I own a keyboard now. I could do with one of the computer variety (as having to type my Swedish in google translate) is a tiny bit frustrating, but I of course mean the musical one.
I am able to use this to play music, and sing, outside, and that is what I have been doing. Stockholm is very, very lonely outside of term time (and I think most of the ‘normal people’ – a very loose definition anyway – have left) and this is something I have wanted to do for many years. I even remember sitting on a bench near where I lived in Rochdale telling myself it is something I want to do.
It is not that scary. But then, I’ve thrived on performing to a packed Sixth Form Centre with songs I had written, 150 pairs of eyes staring in awkward 17-year-old bemusement, giggling and deciding the coolest thing to do was to throw rubbers at me. This is actually pleasant.
I’m not though, as you would say, busking. I certainly don’t want any money or anything from it from passers-by. I want to brighten their day. I hope they will remember me. It’s not really even street performance, some of the time I’m messing on the keyboard writing songs. Some of the time I’m practicing new songs, and if it goes wrong I’m trying again, not just carrying on as I would do in performing mode. But they are around, and enjoying the artistry.
I started off by a little shoreline reasonably close to where I’m living at the moment. Very quiet, maybe 2 or 3 people walking past at a time, and many gaps where you are by myself. It is a beautiful spot that is so underused (but that is probably just because there are so many of them here!). I set up the keyboard looking over the water, took out my book of song chords (yes, they are all Eurovision songs, but I need to learn all of them this week for a special performance…) and it was great. Swedish social awkwardness and lagom-ness means the default setting is to walk past unaware of it, which is just want I want. However, one (attractive) girl did find it cute/funny/silly/whatever and took a photo, waved and moved on.

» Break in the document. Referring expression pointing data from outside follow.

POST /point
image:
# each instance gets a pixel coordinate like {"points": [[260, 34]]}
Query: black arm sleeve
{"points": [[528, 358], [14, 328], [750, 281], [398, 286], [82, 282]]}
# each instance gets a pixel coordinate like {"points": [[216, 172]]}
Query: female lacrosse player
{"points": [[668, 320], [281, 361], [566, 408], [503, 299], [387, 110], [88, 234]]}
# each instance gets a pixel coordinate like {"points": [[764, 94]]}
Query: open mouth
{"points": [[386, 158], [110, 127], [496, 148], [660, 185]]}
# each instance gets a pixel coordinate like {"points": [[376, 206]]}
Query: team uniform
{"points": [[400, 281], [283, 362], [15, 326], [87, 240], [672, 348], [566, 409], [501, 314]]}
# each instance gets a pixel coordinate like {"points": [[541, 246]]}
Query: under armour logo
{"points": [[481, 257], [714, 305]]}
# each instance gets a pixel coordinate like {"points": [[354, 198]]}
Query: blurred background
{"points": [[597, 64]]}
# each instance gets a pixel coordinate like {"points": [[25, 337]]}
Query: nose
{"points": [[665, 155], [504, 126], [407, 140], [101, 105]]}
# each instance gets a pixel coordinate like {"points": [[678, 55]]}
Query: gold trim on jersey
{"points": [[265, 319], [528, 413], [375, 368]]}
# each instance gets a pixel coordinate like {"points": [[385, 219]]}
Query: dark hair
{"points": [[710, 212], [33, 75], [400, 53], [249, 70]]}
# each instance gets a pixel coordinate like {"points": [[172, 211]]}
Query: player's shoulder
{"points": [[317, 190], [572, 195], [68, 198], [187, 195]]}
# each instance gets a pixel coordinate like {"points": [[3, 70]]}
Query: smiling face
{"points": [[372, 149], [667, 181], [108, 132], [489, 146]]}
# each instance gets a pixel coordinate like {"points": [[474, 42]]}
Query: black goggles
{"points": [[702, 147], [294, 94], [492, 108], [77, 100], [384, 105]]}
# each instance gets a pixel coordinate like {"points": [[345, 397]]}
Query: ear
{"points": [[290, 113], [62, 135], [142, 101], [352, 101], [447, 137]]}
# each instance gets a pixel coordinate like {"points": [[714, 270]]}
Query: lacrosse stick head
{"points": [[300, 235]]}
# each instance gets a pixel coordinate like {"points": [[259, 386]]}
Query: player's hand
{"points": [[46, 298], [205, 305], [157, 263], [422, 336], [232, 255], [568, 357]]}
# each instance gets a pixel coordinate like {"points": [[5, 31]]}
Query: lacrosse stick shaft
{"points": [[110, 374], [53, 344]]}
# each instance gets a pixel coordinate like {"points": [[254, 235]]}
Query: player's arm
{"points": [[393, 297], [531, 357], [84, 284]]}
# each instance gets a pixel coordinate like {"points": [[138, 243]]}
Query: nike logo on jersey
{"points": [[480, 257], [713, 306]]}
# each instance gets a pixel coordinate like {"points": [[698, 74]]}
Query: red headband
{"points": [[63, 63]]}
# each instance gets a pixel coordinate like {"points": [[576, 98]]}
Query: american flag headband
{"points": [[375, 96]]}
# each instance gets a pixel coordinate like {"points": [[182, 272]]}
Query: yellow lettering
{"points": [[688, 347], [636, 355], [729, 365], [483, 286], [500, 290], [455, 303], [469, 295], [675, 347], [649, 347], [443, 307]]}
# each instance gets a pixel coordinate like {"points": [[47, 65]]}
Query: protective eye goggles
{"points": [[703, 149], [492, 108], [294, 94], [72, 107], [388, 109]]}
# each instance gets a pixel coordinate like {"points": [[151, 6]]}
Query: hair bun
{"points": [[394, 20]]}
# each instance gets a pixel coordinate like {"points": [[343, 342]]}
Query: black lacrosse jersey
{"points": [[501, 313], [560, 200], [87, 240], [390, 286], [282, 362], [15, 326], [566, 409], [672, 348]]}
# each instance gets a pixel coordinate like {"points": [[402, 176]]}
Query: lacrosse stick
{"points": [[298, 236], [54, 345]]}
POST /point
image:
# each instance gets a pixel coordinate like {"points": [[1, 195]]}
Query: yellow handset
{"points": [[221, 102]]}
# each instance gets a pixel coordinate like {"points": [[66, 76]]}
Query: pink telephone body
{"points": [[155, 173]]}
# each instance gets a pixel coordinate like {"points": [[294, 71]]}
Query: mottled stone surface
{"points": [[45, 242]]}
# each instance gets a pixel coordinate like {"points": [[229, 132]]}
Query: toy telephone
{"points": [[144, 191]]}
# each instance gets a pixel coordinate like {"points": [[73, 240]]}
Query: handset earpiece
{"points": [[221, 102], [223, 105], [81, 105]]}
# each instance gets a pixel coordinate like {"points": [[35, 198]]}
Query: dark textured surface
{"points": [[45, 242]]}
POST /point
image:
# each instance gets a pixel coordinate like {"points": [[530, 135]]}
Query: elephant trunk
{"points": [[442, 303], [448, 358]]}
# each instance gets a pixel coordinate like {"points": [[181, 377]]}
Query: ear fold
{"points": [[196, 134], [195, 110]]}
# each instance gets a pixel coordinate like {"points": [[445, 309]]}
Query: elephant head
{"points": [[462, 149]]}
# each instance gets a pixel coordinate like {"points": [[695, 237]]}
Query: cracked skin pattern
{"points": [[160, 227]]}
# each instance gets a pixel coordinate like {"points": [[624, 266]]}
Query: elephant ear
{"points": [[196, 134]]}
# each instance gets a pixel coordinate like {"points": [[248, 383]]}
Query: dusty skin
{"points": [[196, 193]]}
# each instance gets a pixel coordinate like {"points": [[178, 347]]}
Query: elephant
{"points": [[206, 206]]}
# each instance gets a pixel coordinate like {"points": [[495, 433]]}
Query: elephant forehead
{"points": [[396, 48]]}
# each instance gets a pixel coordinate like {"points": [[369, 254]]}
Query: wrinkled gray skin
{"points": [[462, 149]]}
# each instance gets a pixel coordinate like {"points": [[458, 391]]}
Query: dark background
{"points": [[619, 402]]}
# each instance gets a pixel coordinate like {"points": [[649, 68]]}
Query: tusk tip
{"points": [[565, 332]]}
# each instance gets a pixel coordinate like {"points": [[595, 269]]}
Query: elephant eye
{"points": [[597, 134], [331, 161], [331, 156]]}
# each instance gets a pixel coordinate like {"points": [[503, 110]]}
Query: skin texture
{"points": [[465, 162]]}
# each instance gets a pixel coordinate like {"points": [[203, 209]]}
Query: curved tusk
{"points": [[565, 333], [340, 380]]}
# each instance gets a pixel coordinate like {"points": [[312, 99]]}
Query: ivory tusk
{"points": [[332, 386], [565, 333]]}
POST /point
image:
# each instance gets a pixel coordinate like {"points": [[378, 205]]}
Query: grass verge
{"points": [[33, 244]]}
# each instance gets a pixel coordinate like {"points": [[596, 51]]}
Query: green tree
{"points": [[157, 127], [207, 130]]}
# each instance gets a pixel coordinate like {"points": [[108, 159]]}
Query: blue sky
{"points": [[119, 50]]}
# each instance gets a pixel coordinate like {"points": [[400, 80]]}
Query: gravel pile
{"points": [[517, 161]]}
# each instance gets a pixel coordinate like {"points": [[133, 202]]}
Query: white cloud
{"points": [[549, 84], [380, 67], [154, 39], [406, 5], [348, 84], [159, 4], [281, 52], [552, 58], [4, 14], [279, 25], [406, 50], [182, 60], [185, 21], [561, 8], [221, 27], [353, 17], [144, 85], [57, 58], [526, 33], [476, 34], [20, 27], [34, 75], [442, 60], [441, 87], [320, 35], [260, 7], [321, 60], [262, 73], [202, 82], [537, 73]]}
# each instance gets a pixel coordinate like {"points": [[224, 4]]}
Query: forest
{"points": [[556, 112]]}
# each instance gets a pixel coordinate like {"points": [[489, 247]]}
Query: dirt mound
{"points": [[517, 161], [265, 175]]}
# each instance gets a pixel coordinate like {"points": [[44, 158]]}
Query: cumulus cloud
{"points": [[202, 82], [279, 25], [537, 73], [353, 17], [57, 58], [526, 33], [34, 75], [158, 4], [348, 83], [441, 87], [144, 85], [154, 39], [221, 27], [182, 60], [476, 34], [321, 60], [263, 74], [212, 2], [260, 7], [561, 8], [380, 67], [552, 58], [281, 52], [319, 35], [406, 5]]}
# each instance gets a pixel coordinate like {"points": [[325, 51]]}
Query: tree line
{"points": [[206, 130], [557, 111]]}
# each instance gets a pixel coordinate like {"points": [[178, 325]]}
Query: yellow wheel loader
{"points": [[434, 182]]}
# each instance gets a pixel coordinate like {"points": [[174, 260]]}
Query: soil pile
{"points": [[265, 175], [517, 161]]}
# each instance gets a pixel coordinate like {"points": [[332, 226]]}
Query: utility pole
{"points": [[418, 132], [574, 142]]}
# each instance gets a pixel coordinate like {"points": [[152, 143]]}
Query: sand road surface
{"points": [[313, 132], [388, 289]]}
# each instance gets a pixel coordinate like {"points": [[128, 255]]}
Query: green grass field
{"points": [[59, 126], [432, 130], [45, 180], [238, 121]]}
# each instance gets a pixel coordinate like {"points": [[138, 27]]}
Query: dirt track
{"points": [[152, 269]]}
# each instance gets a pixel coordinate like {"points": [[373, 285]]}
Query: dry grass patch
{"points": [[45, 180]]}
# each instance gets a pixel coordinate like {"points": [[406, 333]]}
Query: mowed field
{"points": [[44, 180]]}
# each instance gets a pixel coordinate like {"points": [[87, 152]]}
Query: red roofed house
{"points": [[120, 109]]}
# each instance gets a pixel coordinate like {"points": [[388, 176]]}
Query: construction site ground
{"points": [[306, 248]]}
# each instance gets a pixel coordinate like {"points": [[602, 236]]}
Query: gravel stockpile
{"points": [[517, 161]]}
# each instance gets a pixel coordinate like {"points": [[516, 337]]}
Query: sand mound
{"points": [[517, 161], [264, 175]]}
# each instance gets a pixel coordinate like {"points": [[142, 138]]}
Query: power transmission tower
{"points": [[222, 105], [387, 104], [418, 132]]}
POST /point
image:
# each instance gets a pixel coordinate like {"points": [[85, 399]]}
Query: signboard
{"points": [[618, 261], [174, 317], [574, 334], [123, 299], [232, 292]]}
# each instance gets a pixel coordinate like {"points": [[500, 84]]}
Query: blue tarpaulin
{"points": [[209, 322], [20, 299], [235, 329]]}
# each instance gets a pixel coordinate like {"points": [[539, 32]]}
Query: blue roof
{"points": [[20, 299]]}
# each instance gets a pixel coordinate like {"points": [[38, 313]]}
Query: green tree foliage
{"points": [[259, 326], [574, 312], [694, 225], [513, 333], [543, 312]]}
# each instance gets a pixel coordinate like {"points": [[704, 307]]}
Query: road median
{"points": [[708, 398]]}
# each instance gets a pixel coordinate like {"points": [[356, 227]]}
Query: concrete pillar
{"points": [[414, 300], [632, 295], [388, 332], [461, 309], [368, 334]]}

Today I went down to where I am performing next week. Just to check it out. Found a nice spot. Again, mainly people walking through which was great. I got surprised though by a couple who were watching and clapping each song (Lost and Forgotten moved them on) and I had a stunted although pleasant chat with a group of friends who were out there.
I was going to go home, but they inspired to do a bit more, and I was in a creative songwriting mood. And I found something very good. I picked a genius spot north south of the Opera House, so very central Stockholm, but down on the waterside, a little boat enclave. This meant I could look out on the water and not have to interact, but also meant people would not mind congregating and watching. It was really fun. In making stuff up I realized it was inspired genius – taking in new ideas I picked up through the day, and I loved it and, well, it could work…
It’s fun to be different, and be liked for it. I’m doing it again. I think though, I want to broaden my repertoire. Waterline might be nice and enjoyable but doesn’t really do anything for audience enjoyment. I need some big musical theatre songs; hopefully they won’t be too hard to play. Also, I think I might need to make a sign of some description. To explain who I am and what I am all about.
It would be extra nice for this to be a way to make friends, maybe more, after all. Maybe it can brighten my life for more than just the moment. I want to be the fun, welcoming, interesting street performer – to even stand out from the crowd that they stand out from.
This is a great start to what might be my new summer tradition.